To be honest, when I schedule the time from now on during the work day, it will almost always be work related independent projects. But because I reframe the work in my mind as time to work on whatever I wanted, I chose the work I felt I wanted to do, not just because they had to get done. Ownership over work truly promotes internal motivation. When mindset changes, so do the outcomes.
I'm looking forward to seeing how 'my time' evolves but it's not coming off my calendar any time soon. I wonder how many other educators actually dedicate time to individual learning in a schedule of chaos. I wonder what opportunities lie ahead in my time. My time is time for my learning, my exploration and my growth.
It’s true. There is no one I am harder on than myself. So often I complete something or accomplish a goal and only look at what’s still left to be done instead of celebrating what I have done before moving on. It’s something that, when you think about it, is not very ‘teacher’-y of me at all. Where’s the oreo feedback in my own practice? By that I mean, the good, the area of growth and another good comment. I’m always giving my students praise for their work and then guiding them where to go next, and even better than that, usually having the students self-identity their ‘glows’ (great things they are doing) and grows (areas of potential growth for the future).
I am constantly asking my students to reflect. What did you do well? How do you know? Why are you proud of this? What makes this a ‘good’ piece of work in your mind? How can this help you moving forward? Of course, we also have the opposite side to all of that - what do you need to work on, etc. We foster the ability for students to see the good in themselves and others but do we do this in our own practice?
Why does this not happen with teachers?
Why is it so hard for teachers to celebrate their own growth? Is it simply because we are always looking for ways to improve that we are almost blinded by our successes?

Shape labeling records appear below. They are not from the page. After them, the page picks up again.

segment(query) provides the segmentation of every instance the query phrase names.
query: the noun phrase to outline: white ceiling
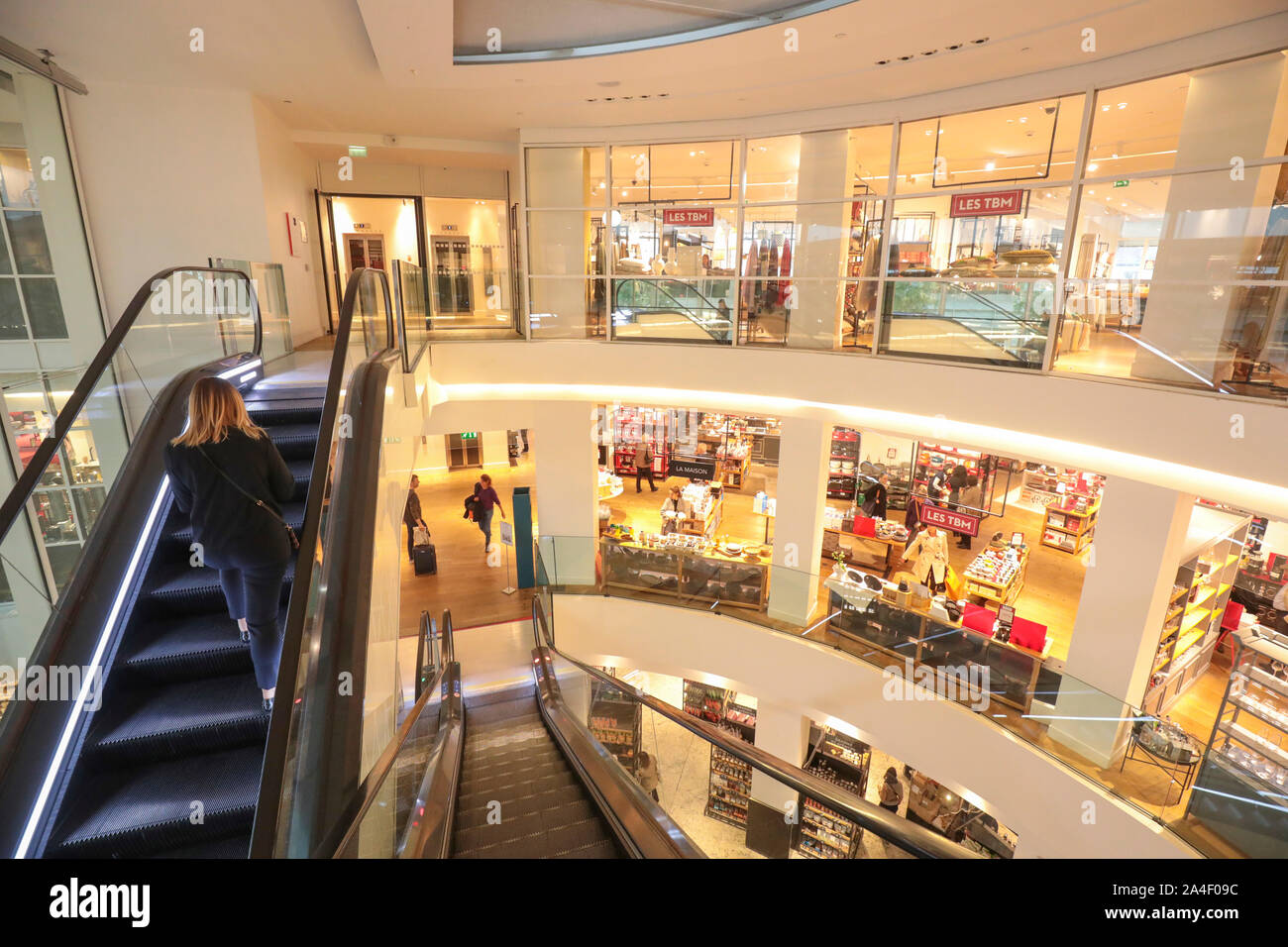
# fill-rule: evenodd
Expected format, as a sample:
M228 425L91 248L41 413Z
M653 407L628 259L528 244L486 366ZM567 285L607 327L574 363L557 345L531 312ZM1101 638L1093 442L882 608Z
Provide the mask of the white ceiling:
M519 126L735 119L956 89L1273 15L1283 0L862 0L786 27L668 49L496 66L452 64L452 6L9 0L0 35L53 50L91 97L97 82L233 88L261 97L301 131L298 139L316 131L361 133L370 144L383 134L513 143ZM617 4L598 6L607 30ZM1095 53L1081 48L1087 26L1097 31ZM193 27L205 31L204 53L189 52ZM594 27L578 21L576 35ZM799 31L800 52L784 50L788 27ZM962 48L949 52L953 44ZM930 50L938 52L922 55Z

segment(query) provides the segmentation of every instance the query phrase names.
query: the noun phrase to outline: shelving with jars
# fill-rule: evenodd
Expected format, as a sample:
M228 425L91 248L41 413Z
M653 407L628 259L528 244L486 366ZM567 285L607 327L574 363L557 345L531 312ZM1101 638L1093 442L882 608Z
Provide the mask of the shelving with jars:
M688 683L688 682L685 682ZM743 732L728 724L721 725L744 743L752 742ZM747 826L747 805L751 801L751 764L730 756L719 746L711 746L711 770L707 777L707 807L710 818L733 826Z
M833 500L853 500L859 492L859 432L832 428L832 447L827 464L827 495Z
M867 743L832 729L810 728L805 769L820 780L863 798L868 786L872 751ZM858 823L815 799L800 799L796 850L809 858L854 858L863 830Z
M635 475L635 447L644 439L653 450L653 473L666 477L671 465L674 412L668 408L623 406L603 410L611 410L613 416L613 473L618 477Z
M1100 514L1100 497L1088 493L1064 493L1047 504L1042 524L1042 545L1077 555L1091 545Z
M616 674L613 669L605 670ZM639 767L641 718L639 702L630 700L621 688L598 678L591 680L590 732L632 776Z
M1141 710L1162 716L1212 662L1251 517L1195 506Z
M1236 648L1186 817L1252 858L1288 857L1288 638L1233 633Z

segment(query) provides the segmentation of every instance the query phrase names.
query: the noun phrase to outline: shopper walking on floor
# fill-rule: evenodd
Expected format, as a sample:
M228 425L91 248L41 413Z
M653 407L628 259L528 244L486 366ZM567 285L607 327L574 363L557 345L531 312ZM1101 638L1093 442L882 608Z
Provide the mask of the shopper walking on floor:
M407 488L407 505L403 508L403 522L407 524L407 558L412 560L415 560L412 550L416 548L416 527L424 526L426 531L429 530L420 513L420 495L416 493L419 486L420 477L412 474L411 486Z
M899 773L894 767L886 767L885 780L881 781L881 808L899 814L899 803L903 801L903 783L899 782Z
M648 477L648 486L654 493L657 492L657 486L653 483L653 448L649 442L640 438L640 442L635 446L635 492L640 491L640 479Z
M980 515L980 504L984 502L984 492L979 488L979 477L971 475L966 478L966 487L957 497L958 505L962 513L971 517ZM957 540L958 549L970 549L970 533L963 532L961 539Z
M903 553L903 560L916 557L912 575L931 591L944 590L948 580L948 536L938 526L926 526Z
M657 772L657 760L649 756L647 752L640 750L640 768L636 773L640 781L640 786L653 796L654 803L661 803L662 800L657 795L657 787L662 783L662 777Z
M299 545L281 504L295 478L237 389L219 378L192 387L188 429L166 446L165 469L202 562L219 569L228 615L250 642L263 709L272 710L282 657L277 609Z
M501 510L501 519L505 519L505 508L501 506L501 497L492 488L491 477L483 474L475 487L474 496L478 500L478 512L474 518L478 521L479 530L483 531L483 551L486 553L492 546L492 514L495 510Z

Is it because we don’t want to ‘waste’ time on a plateau of praise when we could be jet-setting upwards with growth?
Even when we plan with other teachers, often the first thing we think about when we are reflecting on the unit or the part we spend the most time on is how to improve what we did, what didn’t work and how will we change it for next time. The very idea of ‘wow - great unit because of x, y, and z’ is often glossed over in order to get right to the growth section.
I love my Friday afternoon with my kids when we do our Positive Post time where we write notes and deliver them to people in our class and around the school who have positively impacted us or our class. I always try to send one to at least 1 staff member to help celebrate the positivity they’ve spread to me.
This past year I’ve slowly been trying to do a better job at the idea of personal self-reflection with the good things happening in my own teaching and professional life. Twitter, blogging and even presenting have helped with this but it still is something I struggle with. It’s easy for me to see it in others and what they do, but with myself, I sometimes have only one speed moving forward and don’t always look back.
What result would it have in our own teaching practice if we spent more time reflecting on our ‘glows’ - individually and collectively as a staff community? How would this change the culture of the school?
The old saying goes ‘stop and smell the roses’ - so maybe it’s time for us all to start planting more gardens in our own backyards.